When the real estate bubble burst, developers found themselves with incomplete construction projects, and defending lawsuits against both purchasers demanding their properties and creditors demanding their payments.
Changes were needed and changes were made. Among these changes, South Florida developers altered their financing models and implemented contracting changes in order to reduce their litigation risk.
Financing
After the market collapsed, South Florida property developers began adopting the Latin American real estate model, wherein buyers are required to deposit upfront 50-90% of the total purchase price of the property. This purchasing model is common throughout South America, where high interest and inflation rates make financing undesirable.
Coming out of the downturn, most area condo developers adopted the Latin American model of requiring deposits of 50 percent upwards to 90 percent from unit buyers prior to closing with the aim of ensuring they would have sufficient funds to deliver their projects, but while the upfront funds have made a sequel to the last cycle less likely, there is still the potential for buyers to come up short financially.”
Requiring buyers to finance the development of their own properties reallocates much of the risk from the developers to the purchasers. Developers no longer need to rely as much (or at all) on third-party lenders to finance the construction project.
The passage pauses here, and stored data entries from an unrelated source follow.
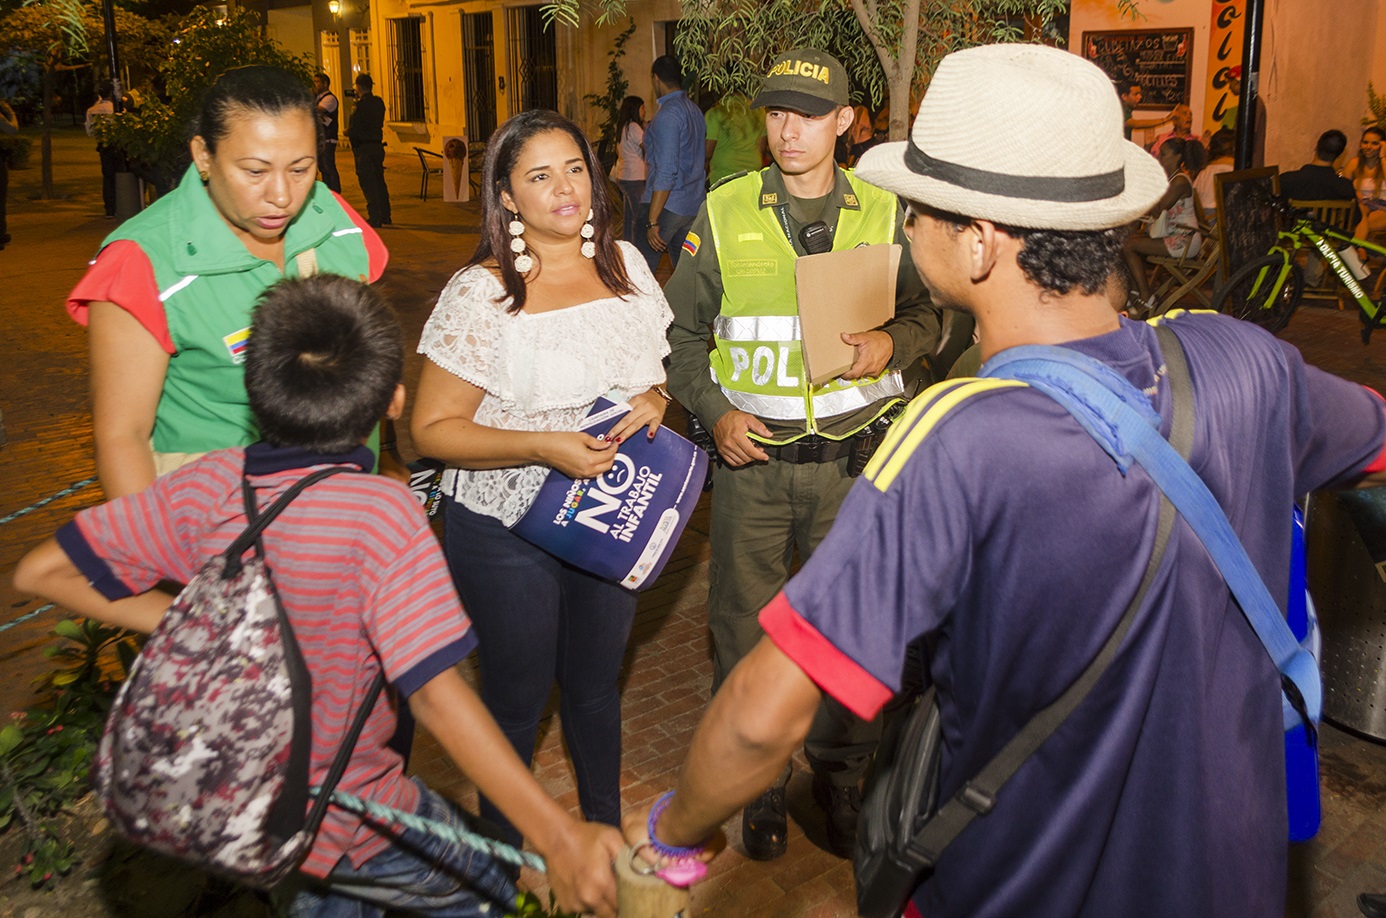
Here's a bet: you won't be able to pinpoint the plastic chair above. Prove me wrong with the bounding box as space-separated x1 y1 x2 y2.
415 147 444 201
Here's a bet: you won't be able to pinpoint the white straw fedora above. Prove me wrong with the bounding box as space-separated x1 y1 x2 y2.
855 43 1168 231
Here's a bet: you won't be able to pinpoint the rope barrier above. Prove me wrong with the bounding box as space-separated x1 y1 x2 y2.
316 787 547 873
1 477 98 527
0 604 55 634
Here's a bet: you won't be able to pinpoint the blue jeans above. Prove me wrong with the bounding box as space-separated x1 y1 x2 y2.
443 500 637 846
617 179 645 244
275 780 517 917
635 206 695 273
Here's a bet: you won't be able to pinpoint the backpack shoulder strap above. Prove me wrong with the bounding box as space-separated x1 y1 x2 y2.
984 327 1319 731
223 466 357 577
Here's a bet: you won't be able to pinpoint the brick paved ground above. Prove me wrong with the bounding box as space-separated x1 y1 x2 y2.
2 128 1385 916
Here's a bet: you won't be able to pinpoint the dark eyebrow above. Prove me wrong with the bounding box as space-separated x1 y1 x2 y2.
524 157 585 175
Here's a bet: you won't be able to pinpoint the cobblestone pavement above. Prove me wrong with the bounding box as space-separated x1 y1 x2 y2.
2 128 1385 916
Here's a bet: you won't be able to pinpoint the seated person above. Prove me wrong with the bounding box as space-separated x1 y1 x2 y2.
13 275 622 918
1280 130 1358 204
1123 137 1204 309
1150 103 1201 157
1345 127 1386 244
1193 128 1236 215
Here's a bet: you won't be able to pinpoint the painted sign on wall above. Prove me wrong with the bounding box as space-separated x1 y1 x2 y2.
1206 0 1245 136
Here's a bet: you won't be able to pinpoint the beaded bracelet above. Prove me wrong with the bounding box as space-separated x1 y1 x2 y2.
646 790 708 860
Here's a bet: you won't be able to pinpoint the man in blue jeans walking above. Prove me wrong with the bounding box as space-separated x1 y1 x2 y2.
640 55 705 272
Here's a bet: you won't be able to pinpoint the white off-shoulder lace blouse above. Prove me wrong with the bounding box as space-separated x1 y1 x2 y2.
417 240 674 526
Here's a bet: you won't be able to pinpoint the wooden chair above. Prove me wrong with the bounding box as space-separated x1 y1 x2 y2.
415 147 444 201
1146 195 1222 314
1288 199 1363 306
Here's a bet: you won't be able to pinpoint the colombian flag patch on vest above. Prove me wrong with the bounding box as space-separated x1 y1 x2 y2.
223 327 251 365
682 231 701 257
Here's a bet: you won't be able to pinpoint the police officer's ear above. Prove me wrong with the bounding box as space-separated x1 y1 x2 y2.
834 105 855 138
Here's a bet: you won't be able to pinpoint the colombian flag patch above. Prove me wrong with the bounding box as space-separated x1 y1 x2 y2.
682 231 701 257
223 327 251 365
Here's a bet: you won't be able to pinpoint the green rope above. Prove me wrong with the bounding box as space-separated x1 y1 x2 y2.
314 787 547 872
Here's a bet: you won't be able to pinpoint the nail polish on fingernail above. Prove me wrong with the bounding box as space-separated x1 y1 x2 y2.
615 436 623 443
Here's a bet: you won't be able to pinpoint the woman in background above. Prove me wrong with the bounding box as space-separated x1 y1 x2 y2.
1345 127 1386 243
611 95 646 243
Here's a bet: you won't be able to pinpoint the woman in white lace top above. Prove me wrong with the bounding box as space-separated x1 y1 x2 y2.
412 110 673 848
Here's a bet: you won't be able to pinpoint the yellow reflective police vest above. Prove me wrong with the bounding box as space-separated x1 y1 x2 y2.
707 170 903 442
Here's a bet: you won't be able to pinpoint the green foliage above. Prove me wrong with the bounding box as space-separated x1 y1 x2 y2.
1367 82 1386 132
510 890 581 917
582 18 636 171
93 5 314 189
0 620 137 890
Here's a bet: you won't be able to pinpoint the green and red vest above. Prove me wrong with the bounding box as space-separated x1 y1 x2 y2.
101 166 375 453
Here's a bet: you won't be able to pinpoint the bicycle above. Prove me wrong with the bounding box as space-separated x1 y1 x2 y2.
1212 194 1386 342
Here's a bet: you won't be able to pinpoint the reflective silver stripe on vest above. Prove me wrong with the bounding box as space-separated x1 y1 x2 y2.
812 371 904 416
713 314 801 341
159 275 199 302
709 368 905 421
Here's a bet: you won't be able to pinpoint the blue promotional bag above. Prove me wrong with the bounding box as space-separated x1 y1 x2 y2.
510 398 708 590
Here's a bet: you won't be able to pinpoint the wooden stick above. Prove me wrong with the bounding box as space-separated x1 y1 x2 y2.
614 844 689 918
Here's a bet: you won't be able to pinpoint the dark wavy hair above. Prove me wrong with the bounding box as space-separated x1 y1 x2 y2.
197 65 314 154
616 95 645 138
468 109 632 314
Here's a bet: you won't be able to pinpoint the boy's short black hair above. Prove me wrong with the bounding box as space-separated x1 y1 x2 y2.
244 275 402 454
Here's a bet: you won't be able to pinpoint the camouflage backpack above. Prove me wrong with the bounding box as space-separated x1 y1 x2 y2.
94 467 385 888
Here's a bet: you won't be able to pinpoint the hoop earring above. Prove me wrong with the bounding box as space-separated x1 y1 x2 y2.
509 212 533 274
581 209 595 259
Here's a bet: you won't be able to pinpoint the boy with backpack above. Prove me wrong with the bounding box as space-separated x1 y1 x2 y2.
14 275 621 917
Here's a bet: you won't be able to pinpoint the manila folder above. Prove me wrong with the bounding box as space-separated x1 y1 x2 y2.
795 244 901 386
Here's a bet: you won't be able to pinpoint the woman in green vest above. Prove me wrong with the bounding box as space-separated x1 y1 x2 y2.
66 65 388 498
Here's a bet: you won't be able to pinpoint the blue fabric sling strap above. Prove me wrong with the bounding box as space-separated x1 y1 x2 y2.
979 324 1321 739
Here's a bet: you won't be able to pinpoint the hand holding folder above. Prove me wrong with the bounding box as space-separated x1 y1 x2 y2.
794 244 902 385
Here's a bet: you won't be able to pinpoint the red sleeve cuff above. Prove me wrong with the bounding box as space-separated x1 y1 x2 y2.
332 191 389 281
759 591 894 721
1363 387 1386 475
66 240 173 353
Additionally, with substantial skin in the game, purchasers are more likely to close on deals, instead of walking away from minimal deposits. This helps ensure that developers will have the necessary capital to complete their construction projects.
This new financing model, however, is not a perfect solution. While this shift in financing may have reduced the potential for litigations against the developers by creditors, it increased the risk of litigations against the developers by purchasers. Buyers with equity in a construction project are literally and figuratively more invested in the construction project. This means they are more likely to sue developers when a construction project is seemingly off schedule or when they believe it is deviating from the negotiated specifications. Also, remorseful buyers may look for ways to recoup their substantial deposit, claiming the property is somehow defective or delayed.
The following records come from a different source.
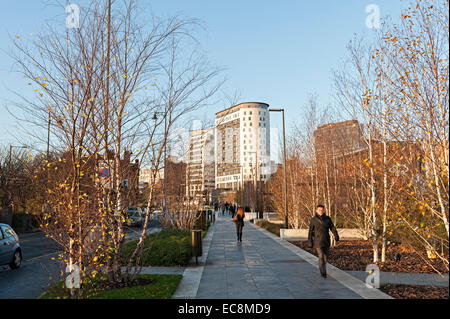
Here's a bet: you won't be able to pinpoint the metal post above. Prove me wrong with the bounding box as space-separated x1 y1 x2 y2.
281 110 288 229
164 106 167 213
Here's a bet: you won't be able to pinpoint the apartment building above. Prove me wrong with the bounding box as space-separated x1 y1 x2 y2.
313 120 366 163
139 167 164 189
215 102 271 190
186 128 215 201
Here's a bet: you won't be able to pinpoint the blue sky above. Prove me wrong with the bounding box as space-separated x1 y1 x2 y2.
0 0 407 150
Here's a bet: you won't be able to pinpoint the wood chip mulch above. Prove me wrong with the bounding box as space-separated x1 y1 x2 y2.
290 240 448 299
380 284 449 299
291 240 449 274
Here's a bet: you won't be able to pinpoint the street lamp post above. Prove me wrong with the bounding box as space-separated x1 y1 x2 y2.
269 108 288 229
247 151 259 216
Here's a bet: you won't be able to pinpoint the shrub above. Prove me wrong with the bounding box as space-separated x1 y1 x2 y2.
255 220 282 236
121 228 192 266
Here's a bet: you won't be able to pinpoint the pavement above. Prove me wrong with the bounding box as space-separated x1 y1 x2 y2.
344 270 449 287
172 213 392 299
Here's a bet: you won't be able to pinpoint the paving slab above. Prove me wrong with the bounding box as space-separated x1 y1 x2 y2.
344 270 449 287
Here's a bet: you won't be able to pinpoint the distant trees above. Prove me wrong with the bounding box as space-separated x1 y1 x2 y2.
0 146 33 213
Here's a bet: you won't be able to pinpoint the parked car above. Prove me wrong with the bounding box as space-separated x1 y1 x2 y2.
0 223 22 269
151 210 162 220
127 207 142 215
126 207 142 227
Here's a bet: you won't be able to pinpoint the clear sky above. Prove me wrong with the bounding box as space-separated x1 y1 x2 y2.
0 0 407 151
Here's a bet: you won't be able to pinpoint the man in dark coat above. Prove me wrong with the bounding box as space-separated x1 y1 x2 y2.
308 204 339 278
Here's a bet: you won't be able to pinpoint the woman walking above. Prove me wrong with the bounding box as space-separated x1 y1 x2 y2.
233 207 245 242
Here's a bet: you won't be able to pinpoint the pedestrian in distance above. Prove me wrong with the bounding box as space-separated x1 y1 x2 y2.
233 207 245 242
307 204 339 278
230 204 236 218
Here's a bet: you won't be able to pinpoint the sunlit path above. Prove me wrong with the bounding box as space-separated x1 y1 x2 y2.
195 213 391 299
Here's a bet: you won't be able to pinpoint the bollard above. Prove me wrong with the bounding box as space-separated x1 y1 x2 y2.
191 229 203 265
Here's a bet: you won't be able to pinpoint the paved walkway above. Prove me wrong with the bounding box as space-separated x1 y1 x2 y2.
187 214 391 299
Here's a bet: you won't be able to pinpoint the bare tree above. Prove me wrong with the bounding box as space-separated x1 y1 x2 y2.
9 0 222 296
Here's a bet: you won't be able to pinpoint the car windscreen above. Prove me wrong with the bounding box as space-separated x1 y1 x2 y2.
1 226 18 241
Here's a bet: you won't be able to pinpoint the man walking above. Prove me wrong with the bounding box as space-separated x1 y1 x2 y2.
307 204 339 278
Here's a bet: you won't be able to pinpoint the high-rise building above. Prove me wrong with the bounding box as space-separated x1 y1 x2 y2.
215 102 271 191
186 128 215 202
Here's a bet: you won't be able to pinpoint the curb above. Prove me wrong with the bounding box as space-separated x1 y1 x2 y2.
171 212 217 299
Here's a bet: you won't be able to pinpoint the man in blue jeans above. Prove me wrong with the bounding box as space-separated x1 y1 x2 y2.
308 205 339 278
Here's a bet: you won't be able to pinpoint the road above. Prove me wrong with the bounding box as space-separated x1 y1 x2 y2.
0 231 63 299
0 220 161 299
Ultimately, the most effective way to minimize litigation risk is by keeping a construction project quality controlled and on time. In order to achieve timely and quality project completion, there is no substitute for on-site oversight and frequent communication with contractors.
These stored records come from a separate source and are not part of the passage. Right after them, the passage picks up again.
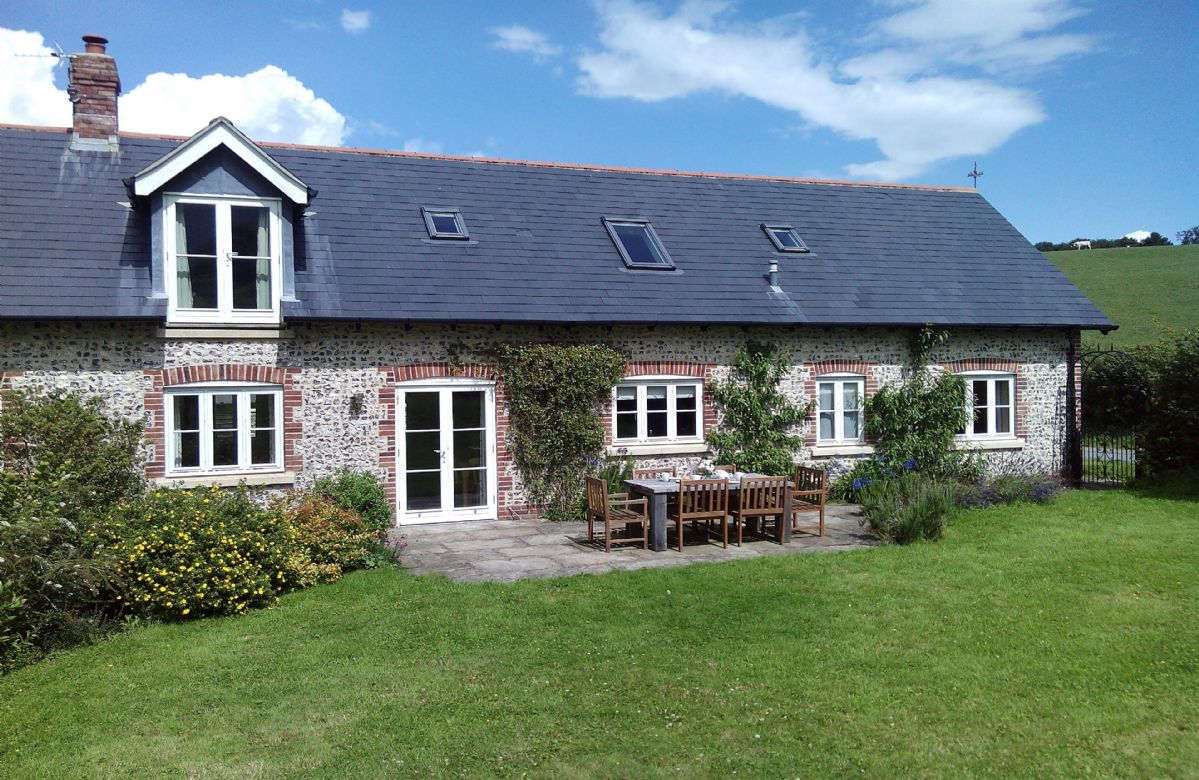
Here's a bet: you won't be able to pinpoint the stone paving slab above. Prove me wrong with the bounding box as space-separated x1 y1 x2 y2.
390 505 875 583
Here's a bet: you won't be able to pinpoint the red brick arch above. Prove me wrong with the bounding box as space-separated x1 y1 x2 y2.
804 361 881 447
143 364 302 478
377 363 518 516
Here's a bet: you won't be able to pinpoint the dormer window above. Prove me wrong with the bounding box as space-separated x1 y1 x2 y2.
603 218 674 270
762 224 810 253
166 194 282 324
422 207 469 240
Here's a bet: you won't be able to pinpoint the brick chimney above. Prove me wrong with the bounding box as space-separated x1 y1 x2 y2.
68 34 121 143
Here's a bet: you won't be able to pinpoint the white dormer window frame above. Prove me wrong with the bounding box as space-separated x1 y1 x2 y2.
164 193 283 325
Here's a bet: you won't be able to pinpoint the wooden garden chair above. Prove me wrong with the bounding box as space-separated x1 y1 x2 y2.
632 466 675 480
791 465 828 537
668 478 730 551
584 475 649 552
731 475 789 546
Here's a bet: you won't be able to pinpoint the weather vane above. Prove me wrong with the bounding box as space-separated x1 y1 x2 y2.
968 161 984 188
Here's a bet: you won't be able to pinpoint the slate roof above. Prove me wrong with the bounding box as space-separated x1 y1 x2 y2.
0 125 1113 329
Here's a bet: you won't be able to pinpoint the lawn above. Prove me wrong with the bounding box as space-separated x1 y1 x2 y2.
1047 244 1199 348
1 488 1196 779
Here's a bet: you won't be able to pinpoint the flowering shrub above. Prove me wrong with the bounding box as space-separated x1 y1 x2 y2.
93 487 300 621
278 495 384 583
955 475 1063 508
830 454 920 502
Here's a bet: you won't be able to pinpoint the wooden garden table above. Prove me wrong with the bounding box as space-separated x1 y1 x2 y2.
624 474 793 552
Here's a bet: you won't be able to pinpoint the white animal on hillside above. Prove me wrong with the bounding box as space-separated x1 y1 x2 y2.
1072 240 1092 250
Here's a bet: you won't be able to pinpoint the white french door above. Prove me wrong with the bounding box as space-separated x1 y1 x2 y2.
396 381 497 525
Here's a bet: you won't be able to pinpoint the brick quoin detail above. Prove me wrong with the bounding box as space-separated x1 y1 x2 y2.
804 361 880 447
377 363 524 518
939 358 1029 439
603 361 717 447
0 370 22 391
143 365 303 479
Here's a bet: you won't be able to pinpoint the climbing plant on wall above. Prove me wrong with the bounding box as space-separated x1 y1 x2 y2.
863 326 972 478
490 343 626 520
708 342 810 475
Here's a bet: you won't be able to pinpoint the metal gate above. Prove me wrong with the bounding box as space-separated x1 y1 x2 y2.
1078 348 1148 486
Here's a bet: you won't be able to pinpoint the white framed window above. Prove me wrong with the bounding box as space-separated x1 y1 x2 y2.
164 384 284 475
612 378 702 444
815 374 864 443
958 372 1015 439
164 194 283 325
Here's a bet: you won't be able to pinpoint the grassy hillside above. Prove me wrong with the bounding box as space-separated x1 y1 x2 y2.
1046 244 1198 347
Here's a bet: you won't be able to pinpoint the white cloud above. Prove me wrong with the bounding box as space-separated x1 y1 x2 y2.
1 25 349 145
340 9 372 34
0 28 71 127
576 0 1094 180
1123 230 1151 242
121 66 347 145
491 24 563 59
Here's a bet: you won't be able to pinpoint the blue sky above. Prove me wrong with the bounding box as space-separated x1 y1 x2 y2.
2 1 1195 242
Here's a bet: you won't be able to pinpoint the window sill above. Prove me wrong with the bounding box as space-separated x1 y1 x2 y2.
157 326 295 340
810 443 874 457
954 437 1025 451
608 442 709 456
154 471 297 489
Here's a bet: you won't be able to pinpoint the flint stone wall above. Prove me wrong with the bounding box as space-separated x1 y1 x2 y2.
0 321 1072 514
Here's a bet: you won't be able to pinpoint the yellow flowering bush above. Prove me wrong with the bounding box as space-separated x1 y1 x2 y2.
95 487 300 620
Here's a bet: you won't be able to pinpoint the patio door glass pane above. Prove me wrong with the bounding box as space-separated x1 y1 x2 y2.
452 390 487 508
405 391 441 511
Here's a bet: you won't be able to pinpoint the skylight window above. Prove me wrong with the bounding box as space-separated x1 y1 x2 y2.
762 224 810 253
422 207 469 240
603 218 674 270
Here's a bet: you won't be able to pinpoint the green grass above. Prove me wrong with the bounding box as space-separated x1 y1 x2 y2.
1046 244 1199 348
2 489 1197 779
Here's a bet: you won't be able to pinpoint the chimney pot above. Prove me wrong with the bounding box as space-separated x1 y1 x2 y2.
82 34 108 54
768 259 780 287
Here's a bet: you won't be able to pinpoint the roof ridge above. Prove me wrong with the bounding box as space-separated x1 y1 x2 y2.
0 122 975 193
Even when developers have taken every practical precaution, however, construction projects may still be derailed. Inclement weather, for example, not uncommon in South Florida, could delay a construction project. The best way to protect developers from litigation exposure is by properly allocating liability in the construction contracts.
Contracting
Construction contracts should include provisions requiring contractors to take the necessary measures to make up the time if they fall behind schedule. These provisions are often hotly-contested terms in contract negotiations because contractors do not want to incur the added expense of hiring extra workers to bring the project back in line with the projected schedule. Developers, however, are demanding that these provisions be included in their construction contracts, and also include high penalties for violations of these provisions, in order to ensure compliance.
In turn, contractors are requiring that similar provisions be included in their contracts with subcontractors. These provisions make explicit who is responsible for bearing these additional costs, and who is liable for violations of these terms.
Conclusion
Developers may not be able to eliminate litigation risk, but they can minimize it. By securing sufficient capital at the beginning of a project, and by properly allocating responsibility for project delays or defects in their contracts, developers can better manage not only their projects, but also their liability.